At its core the server offers a curated set of tools that mirror the most common tasks in a trading workflow. Developers can ask for real‑time quotes, pull historical price bars, and review current positions or orders with a single sentence. When a user wants to take action, the server can place market or limit orders and even cancel all open positions. Each tool is wrapped in an MCP‑compatible interface, so the AI client can invoke it with a single function call and receive structured JSON back. The server’s integration with the Alpaca SDK means it handles rate limits, authentication, and error handling automatically, giving the assistant a reliable foundation for decision‑making.

Key capabilities include:

  • Market data access – fetch live tickers and multi‑day historical bars.
  • Account insight – balances, buying power, status flags, and open orders.
  • Position management – view holdings and performance metrics.
  • Order execution – market or limit orders with side, quantity, and price parameters.
  • Batch actions – cancel all open orders or close every position with a single call.

These features enable several real‑world use cases. A trader can let an AI assistant review overnight price movements and automatically place a market order at the start of trading hours. A portfolio manager can ask for the latest performance report, and the assistant will pull positions and account data in a single response. In educational settings, students can experiment with paper trading while learning to interpret market data through conversational queries.

Integration into existing AI workflows is straightforward. Once the MCP server is running, any client that supports MCP—such as Claude for Desktop or custom-built agents—can register the server in its configuration. The assistant then gains a new “tool” namespace, and developers can compose complex trading scripts by chaining natural‑language prompts with tool calls. Because the server runs locally, latency is minimal and data privacy is maintained; no sensitive credentials leave the user’s machine.
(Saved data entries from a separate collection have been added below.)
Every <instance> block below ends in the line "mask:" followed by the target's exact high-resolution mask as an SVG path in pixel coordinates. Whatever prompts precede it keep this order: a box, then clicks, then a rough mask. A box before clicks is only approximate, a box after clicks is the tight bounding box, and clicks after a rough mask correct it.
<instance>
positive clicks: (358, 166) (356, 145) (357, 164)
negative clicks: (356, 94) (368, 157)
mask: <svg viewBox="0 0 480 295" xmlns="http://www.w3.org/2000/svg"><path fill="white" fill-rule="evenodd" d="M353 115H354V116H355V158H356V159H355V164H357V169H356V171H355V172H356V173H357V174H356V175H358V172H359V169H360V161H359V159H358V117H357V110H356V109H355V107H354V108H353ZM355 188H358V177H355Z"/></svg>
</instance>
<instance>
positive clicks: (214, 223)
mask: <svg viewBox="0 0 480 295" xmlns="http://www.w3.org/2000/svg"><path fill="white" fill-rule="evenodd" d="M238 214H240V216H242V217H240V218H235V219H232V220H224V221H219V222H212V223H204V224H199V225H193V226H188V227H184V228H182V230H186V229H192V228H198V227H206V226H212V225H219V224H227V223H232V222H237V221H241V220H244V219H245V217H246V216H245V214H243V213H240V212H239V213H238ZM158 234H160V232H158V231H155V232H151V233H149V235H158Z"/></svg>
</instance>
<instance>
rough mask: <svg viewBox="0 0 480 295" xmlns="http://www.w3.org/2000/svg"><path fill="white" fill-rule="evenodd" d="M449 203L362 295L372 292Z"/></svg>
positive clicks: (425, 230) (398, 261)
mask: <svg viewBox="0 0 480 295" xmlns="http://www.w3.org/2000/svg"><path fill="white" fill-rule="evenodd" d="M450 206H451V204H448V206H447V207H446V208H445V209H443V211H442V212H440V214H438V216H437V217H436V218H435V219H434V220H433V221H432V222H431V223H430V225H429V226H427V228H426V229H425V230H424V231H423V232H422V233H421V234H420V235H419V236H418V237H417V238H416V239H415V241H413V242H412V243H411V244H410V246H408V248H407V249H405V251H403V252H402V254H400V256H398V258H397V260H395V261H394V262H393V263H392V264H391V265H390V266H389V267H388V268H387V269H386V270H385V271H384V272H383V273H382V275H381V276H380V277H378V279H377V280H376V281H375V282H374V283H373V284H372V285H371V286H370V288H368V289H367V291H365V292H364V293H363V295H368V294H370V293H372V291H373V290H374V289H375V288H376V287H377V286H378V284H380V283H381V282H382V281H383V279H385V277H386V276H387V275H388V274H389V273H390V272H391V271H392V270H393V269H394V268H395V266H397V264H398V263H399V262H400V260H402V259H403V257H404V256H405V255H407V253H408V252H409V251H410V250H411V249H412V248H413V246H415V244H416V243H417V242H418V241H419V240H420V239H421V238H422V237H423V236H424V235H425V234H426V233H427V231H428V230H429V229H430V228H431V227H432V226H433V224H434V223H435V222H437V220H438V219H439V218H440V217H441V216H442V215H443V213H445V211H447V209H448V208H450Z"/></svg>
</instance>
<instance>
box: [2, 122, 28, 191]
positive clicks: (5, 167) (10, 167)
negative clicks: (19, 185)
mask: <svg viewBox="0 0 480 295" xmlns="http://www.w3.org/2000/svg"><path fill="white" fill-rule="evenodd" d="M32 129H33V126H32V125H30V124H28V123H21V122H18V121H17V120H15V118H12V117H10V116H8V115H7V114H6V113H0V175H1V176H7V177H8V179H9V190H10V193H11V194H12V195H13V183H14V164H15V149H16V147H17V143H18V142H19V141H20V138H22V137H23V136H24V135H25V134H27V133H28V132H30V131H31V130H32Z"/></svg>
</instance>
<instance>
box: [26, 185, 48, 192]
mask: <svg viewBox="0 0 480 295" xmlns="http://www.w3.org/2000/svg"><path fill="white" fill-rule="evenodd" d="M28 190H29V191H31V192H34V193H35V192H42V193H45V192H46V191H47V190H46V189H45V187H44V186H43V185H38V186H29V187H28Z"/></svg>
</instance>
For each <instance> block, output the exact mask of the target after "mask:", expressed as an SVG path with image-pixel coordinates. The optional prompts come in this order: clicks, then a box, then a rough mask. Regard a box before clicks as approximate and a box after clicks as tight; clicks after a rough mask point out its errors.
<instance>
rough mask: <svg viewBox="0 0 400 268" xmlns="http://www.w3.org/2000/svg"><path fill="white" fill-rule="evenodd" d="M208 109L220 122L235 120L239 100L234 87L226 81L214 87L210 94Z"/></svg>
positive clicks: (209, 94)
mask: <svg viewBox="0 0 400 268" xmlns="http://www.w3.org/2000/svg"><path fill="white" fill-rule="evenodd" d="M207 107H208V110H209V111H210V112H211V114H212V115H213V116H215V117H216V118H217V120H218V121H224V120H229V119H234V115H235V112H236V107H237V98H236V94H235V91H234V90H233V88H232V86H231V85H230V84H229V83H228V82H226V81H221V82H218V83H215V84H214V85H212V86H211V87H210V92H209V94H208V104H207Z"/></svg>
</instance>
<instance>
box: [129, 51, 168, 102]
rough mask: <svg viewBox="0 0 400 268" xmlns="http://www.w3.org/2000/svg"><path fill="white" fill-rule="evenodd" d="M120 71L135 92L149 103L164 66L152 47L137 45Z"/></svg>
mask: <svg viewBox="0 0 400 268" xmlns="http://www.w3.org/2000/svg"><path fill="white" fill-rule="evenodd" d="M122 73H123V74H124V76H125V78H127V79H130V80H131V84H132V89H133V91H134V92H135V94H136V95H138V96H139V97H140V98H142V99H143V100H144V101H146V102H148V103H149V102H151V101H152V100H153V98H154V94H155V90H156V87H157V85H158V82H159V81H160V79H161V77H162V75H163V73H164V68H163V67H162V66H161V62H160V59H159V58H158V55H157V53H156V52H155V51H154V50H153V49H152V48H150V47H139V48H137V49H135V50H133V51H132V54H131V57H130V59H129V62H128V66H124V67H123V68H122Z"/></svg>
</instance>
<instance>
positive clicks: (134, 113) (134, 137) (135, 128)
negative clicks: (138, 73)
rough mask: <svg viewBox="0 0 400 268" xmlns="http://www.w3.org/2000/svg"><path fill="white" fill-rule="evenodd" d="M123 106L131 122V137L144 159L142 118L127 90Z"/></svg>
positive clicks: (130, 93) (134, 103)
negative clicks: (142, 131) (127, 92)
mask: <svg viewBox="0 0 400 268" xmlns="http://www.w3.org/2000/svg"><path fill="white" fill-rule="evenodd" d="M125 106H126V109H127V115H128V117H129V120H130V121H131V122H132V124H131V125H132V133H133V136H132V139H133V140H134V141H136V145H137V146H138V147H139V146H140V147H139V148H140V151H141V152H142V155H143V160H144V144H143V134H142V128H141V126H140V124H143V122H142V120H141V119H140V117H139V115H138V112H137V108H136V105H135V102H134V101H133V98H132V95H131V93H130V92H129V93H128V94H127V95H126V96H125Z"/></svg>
What sets this server apart is its focus on safety and convenience. By default it operates in Alpaca’s paper‑trading mode, mitigating the risk of accidental real‑money trades. The tool list is intentionally limited to essential operations, reducing surface area for misuse while still covering the full trading lifecycle. For developers who want to prototype or automate market interactions without writing repetitive API code, the Alpaca MCP server offers a clean, AI‑friendly interface that turns every trading question into an actionable command.